Wie houdt van gitaarmuziek, en wel van het excentrieke soort, zit bij de Belgische supergroep Statue ongetwijfeld aan het juiste adres. De band bestaat namelijk uit maar liefst vier gitaristen, waarvan er een aantal ook onder meer is terug te vinden bij andere Belgische underground-toppers als The Guru Guru en DVKES. Samen met nog een bassist en een drummer produceren deze virtuozen een noisey, mathrock-achtig soundsoepje om van te smullen, ontsproten ergens om en bij de Hasseltse Bootstraat, vermoeden we. Hun derde worp heet ‘Kasper’: het zou een verwijzing kunnen zijn naar een vriendelijk spook, naar een of andere Belgisch-Poolse Youtuber, of naar een kerel die houdt van zwembaden in een lift.
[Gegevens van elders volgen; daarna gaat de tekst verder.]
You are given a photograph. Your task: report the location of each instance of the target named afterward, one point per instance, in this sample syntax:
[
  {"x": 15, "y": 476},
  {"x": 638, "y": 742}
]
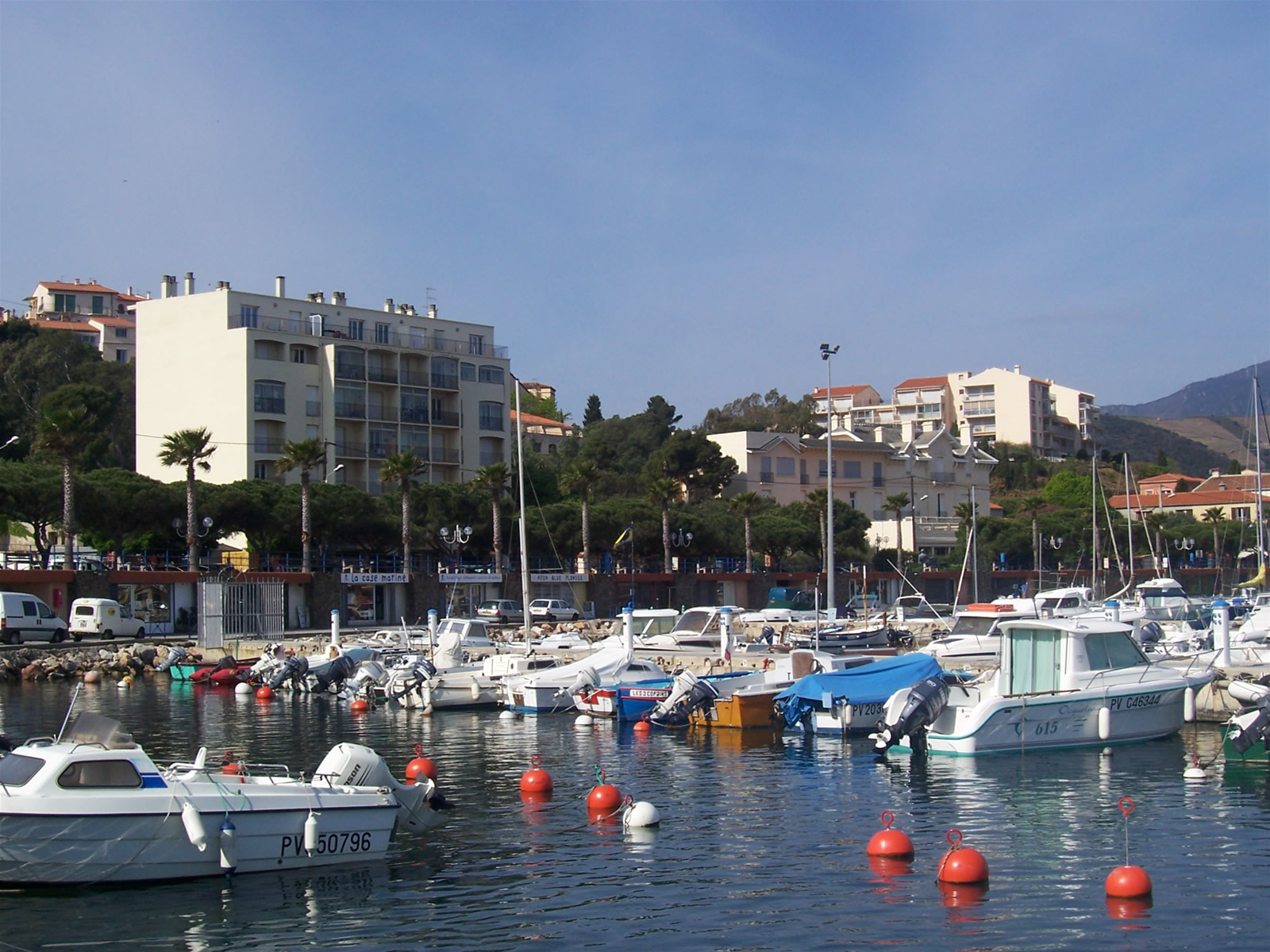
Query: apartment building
[
  {"x": 935, "y": 471},
  {"x": 1011, "y": 406},
  {"x": 260, "y": 371}
]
Die laatste optie achten wij het meest waarschijnlijk.

Openingssong ‘K’ begint sober met bas en drums, terwijl de gitaren geleidelijk aan invallen met mechanische riffs, om toe te werken naar een epische ontploffing aan het eind. Hier zijn duidelijk stuk voor stuk uitstekend onderlegde muzikanten aan het werk, al zijn de gitaarprogressies hier nog net niet aandoenlijk genoeg om de volle vier en een halve minuut te blijven boeien. Ook ‘A’ heeft een duidelijk uitgekiende structuur, met een coole, droge, als een synth-orgel klinkende riff aan het begin. Aan het eind slaan de muzikanten chaotisch aan het timmeren: denk Sonic Youth op z’n noisiest, maar dan een pak bombastischer en zonder verlies van ritmegevoel.
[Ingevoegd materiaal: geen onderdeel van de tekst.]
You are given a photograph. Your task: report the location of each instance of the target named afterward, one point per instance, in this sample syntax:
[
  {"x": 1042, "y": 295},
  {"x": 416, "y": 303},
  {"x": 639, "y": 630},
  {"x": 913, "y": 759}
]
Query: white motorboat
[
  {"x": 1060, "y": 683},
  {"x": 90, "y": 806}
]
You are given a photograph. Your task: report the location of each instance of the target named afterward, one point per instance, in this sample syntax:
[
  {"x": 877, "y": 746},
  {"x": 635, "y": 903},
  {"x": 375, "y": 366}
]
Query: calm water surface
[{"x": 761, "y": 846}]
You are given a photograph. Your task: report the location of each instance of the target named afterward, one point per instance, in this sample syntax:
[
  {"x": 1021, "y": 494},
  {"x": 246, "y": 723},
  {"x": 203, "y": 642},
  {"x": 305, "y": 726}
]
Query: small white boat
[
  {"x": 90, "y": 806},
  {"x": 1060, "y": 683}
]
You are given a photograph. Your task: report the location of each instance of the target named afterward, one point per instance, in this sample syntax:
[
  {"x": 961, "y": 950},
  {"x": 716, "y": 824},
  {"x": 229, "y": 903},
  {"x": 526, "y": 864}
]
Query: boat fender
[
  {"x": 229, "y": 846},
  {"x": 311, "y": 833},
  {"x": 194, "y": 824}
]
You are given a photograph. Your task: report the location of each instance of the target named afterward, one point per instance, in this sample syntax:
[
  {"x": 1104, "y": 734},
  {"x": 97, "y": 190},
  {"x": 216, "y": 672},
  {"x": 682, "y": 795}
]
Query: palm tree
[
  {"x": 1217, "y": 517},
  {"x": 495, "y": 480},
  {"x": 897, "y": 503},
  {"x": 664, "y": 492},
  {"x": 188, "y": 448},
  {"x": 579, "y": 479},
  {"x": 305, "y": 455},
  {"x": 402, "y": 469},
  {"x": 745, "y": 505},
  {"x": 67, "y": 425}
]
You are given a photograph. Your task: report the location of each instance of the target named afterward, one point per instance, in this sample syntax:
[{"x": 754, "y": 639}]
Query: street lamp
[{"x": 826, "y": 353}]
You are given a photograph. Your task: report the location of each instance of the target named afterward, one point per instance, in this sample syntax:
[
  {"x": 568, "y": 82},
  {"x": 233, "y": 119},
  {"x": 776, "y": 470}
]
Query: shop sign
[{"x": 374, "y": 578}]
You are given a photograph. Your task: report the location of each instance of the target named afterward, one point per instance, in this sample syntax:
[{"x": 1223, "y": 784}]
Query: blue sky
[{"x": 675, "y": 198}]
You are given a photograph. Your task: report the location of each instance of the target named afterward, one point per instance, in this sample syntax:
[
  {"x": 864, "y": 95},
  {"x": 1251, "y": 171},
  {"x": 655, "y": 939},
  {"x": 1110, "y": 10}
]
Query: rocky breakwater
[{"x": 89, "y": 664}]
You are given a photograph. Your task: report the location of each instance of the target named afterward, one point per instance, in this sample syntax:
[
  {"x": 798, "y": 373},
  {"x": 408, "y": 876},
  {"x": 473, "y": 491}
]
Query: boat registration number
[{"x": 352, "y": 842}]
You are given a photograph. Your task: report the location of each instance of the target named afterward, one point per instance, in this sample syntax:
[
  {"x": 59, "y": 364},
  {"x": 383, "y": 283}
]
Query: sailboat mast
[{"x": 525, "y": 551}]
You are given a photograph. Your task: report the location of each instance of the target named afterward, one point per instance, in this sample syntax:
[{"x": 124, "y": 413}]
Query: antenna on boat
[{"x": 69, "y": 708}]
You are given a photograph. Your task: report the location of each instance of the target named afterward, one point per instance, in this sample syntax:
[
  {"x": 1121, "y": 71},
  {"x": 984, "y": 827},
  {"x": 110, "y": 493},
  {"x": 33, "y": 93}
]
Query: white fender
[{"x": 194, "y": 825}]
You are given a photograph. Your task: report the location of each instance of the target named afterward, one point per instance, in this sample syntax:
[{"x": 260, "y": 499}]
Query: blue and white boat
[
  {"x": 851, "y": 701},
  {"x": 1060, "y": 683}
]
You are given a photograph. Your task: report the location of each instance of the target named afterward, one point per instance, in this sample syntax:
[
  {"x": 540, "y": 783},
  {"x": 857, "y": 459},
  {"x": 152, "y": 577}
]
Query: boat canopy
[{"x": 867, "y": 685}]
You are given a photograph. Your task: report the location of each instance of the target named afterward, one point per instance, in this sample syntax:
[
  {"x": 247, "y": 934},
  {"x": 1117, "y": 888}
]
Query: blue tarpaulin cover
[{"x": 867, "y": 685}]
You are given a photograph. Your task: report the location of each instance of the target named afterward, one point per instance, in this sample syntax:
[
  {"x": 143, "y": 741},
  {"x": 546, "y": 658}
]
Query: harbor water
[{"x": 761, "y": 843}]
Het wordt pas echt interessant op de koude, minimalistische intermezzo’s ‘12’ en ‘24’, waar we samen met de band een uitstapje maken naar een post-apocalyptische bouwwerf op de Noordpool. Bij momenten horen we wat epische feedback op z’n Dead Neanderthals, gevolgd door een resem mekaar doorkruisende, vederlichte gitaarriffs. Deze songs zouden zomaar een hedendaagse soundtrack voor een fantasievolle film van Méliès kunnen zijn. Tijdens het drieluik ‘S’, ‘P’ en ‘E’ worden de vrolijkste en meest aandoenlijke riffs van het album naar boven gehaald. Het klinkt als de vreemdheid van Battles in combinatie met de mechanische gitaarsound van Queens of the Stone Age op een nummer als ‘Turnin’ on the screw’.

Op ‘R’ worden onze trommelvliezen nog een laatste keer zot gedraaid door fonkelende, sprookjesachtige noten aan het begin, om, zoals telkens weer, uit te monden in een langgerekt chaotisch en bombastisch slotstuk. Je moet het maar doen; vakkundig dergelijke noise uit je instrumenten halen.

‘Kasper’ is een plaat die geleidelijk aan op gang komt en ook zeker verbetert naarmate je er vaker naar luistert, om zo subtiele, instrumentele toevoegingen op te kunnen merken. De beste song ‘E’ (jawel, het nummer met de pingpong-clip en een lekker Wii Sports-sfeertje) past in het rijtje van oudere Statue-toppers als ‘I got your raumschiff’ en ‘Go march or get some exercise’. Zang heeft Statue op ‘Kasper’ niet nodig om catchy te zijn, maar het heeft wel tot gevolg dat de term ‘gitaarriff’ tot vervelens toe moet worden aangehaald in een review. Er bestaat immers nog geen variant voor dat woord op de startpagina van elke Indiestyleschrijver Synoniemen.net.

Statue staat 17.03 in de AB en binnenkort ook in Hasselt (13.04, Café Café), Antwerpen (10.05, De Studio) en Gent (17.05, Charlatan in Gent). Meer info en data vind je op de Facebook-pagina van de band.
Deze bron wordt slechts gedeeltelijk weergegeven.